Collaboration Fuels Analysis of Social Mobility

Philip Jefferson

Centennial Professor of Economics Philip Jefferson

When Centennial Professor of Economics Philip Jefferson was asked to present at a conference on human capital and mobility hosted by the Federal Reserve Bank of Minneapolis, he knew he would need a compelling data set if he was going to tackle his intended subject. Little did he know that data he was searching for would come from a student in his Advanced Econometric seminar. Watch his presentation below.

For his presentation, which took place in late May, Jefferson analyzed if it was possible for someone to move up the income ladder within their lifetime and if that correlates with what college they attended. Aiding in this analysis was a data set created by John Calia ’18, an economics and mathematics major from Kinnelon, N.J.

“I was honestly surprised that a professor was asking for permission to use my work; this is something I've never experienced, so of course I would say yes,” Calia says.

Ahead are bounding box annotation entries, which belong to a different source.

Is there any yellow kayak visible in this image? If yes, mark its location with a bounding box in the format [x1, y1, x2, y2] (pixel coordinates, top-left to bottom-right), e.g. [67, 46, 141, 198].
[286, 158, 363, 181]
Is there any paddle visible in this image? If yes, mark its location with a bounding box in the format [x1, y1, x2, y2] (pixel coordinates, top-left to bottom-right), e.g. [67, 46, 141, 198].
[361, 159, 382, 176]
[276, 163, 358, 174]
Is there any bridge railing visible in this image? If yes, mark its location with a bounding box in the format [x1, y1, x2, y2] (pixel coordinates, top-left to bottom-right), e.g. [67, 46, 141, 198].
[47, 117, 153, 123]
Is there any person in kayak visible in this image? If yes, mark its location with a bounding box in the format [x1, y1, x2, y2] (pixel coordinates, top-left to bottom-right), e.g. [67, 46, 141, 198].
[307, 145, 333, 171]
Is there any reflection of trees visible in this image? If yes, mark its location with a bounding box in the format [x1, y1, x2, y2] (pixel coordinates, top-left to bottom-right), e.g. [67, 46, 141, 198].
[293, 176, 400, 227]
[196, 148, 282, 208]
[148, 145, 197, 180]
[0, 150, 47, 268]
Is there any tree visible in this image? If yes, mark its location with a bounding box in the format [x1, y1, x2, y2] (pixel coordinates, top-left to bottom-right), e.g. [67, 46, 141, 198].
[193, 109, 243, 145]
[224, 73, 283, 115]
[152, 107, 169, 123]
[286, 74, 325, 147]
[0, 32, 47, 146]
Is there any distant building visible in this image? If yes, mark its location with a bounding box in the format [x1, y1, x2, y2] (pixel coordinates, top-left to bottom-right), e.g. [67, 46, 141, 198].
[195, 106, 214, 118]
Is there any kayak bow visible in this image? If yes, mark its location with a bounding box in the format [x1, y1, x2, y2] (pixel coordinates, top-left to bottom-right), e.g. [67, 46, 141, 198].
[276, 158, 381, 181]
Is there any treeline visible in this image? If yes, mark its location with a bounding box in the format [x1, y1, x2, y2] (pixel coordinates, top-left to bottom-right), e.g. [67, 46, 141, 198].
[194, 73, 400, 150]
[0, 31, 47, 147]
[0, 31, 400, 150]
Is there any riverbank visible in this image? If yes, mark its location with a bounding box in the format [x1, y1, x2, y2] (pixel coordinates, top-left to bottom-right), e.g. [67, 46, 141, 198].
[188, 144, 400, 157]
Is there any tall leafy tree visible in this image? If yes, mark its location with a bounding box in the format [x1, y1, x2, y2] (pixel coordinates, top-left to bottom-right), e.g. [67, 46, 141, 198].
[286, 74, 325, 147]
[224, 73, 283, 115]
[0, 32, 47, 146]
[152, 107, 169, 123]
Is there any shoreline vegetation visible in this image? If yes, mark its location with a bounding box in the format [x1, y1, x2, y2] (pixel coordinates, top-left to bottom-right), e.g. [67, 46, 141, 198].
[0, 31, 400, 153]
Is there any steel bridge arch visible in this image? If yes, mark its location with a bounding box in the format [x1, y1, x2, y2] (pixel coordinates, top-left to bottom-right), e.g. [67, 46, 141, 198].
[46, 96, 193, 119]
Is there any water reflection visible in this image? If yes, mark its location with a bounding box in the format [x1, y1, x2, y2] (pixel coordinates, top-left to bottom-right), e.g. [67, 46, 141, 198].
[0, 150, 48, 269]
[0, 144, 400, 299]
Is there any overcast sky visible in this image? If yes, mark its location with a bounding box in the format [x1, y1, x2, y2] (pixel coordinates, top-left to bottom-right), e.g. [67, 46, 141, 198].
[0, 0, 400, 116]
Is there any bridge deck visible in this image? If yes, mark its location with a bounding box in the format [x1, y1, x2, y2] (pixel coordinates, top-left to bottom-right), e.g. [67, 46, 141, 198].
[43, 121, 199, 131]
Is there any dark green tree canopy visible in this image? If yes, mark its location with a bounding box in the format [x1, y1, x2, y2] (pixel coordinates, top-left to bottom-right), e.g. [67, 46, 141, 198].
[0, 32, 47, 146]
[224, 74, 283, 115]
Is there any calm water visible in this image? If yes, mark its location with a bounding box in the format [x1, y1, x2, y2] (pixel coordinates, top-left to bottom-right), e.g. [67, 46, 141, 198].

Caila created the data set for a paper in Jefferson’s seminar entitled Can College Rankings be Trusted? He wanted to know if college ranking systems were reflective of measures of post-college success (monetary, academic, or based on personal satisfaction), so he collected starting salaries and mid-career salaries for graduates from 963 schools using website Payscale.com.

John Calia '18John Calia '18

This data turned out to be exactly what Jefferson needed for this study.

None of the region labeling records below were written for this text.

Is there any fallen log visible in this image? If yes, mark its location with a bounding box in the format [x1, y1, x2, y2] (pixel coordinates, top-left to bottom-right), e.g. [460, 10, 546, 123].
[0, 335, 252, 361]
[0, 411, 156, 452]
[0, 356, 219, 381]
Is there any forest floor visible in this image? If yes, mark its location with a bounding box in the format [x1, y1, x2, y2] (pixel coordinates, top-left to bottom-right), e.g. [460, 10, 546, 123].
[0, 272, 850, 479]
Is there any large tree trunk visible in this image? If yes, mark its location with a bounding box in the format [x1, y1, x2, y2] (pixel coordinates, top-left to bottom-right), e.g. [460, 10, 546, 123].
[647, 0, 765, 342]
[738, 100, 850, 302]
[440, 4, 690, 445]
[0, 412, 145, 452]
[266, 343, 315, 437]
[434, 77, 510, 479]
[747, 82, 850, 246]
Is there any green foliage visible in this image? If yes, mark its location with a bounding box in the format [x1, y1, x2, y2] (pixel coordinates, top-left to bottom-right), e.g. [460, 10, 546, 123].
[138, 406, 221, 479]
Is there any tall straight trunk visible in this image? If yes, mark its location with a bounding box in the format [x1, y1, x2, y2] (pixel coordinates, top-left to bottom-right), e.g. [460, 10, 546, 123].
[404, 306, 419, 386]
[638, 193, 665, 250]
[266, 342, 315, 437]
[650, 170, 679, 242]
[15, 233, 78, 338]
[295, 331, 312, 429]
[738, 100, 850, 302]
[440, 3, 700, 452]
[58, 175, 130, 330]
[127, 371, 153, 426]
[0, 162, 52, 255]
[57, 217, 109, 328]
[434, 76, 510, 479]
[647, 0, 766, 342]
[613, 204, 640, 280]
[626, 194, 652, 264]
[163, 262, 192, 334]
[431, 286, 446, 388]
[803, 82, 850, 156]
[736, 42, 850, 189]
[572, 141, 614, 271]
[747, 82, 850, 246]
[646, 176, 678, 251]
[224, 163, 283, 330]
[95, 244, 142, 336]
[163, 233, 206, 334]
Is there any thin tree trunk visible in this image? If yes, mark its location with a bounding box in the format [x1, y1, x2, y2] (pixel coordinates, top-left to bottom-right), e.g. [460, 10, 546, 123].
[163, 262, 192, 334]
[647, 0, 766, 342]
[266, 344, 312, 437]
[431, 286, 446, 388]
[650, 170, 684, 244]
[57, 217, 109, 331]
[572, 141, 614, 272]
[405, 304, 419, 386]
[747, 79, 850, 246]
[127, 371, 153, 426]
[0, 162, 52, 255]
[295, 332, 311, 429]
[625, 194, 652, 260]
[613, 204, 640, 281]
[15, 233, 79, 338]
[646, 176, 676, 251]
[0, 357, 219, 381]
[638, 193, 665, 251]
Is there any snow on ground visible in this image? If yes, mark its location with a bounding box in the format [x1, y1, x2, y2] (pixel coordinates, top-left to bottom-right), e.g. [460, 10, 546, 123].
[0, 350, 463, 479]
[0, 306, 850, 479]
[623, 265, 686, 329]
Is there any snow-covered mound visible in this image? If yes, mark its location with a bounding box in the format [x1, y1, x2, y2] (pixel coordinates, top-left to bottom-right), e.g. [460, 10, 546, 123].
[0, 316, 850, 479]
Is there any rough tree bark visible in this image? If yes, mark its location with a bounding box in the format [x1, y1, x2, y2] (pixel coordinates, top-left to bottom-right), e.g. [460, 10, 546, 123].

“I was able to use John’s rich data set to look at the question – how does someone’s early career pay and mid-career pay relate to which college they attended? John’s data was exactly what I was looking for.”

What Jefferson found from his study was a surprising– and somewhat sobering– result: if you are behind someone early in their career, by the time you get to mid-career, you are still going to be behind that person. And the only way you could have caught up was by going to a different school.

“What we showed is that the relationship between early-career pay and mid-career pay is linear and positively sloped. And very importantly, that slope indicated once you graduate from a school, you were not going to be able to catch up to somebody that gradated from a different school that started with a different pay. If you start out 10 percent behind, you are still going to be 10 percent behind mid-career.”

Jefferson is quick to note that the data only accounts for those with only bachelor’s degrees and that a college education is worth more than what someone pays for it. Still, he believes the findings have significance because “student debt loads are so high that it’s understandable that parents and students care about outcomes like pay.”

As for Calia, he believes that being cited as a collaborator for one of his professor’s projects will be one of his lasting memories of the College.

“Looking back, this project proved once again to me how good we have it as undergrads at Swarthmore. Professor Jefferson rightly stated in the introduction of his presentation that this sort of collaboration is reserved for grad students at most other colleges and universities.”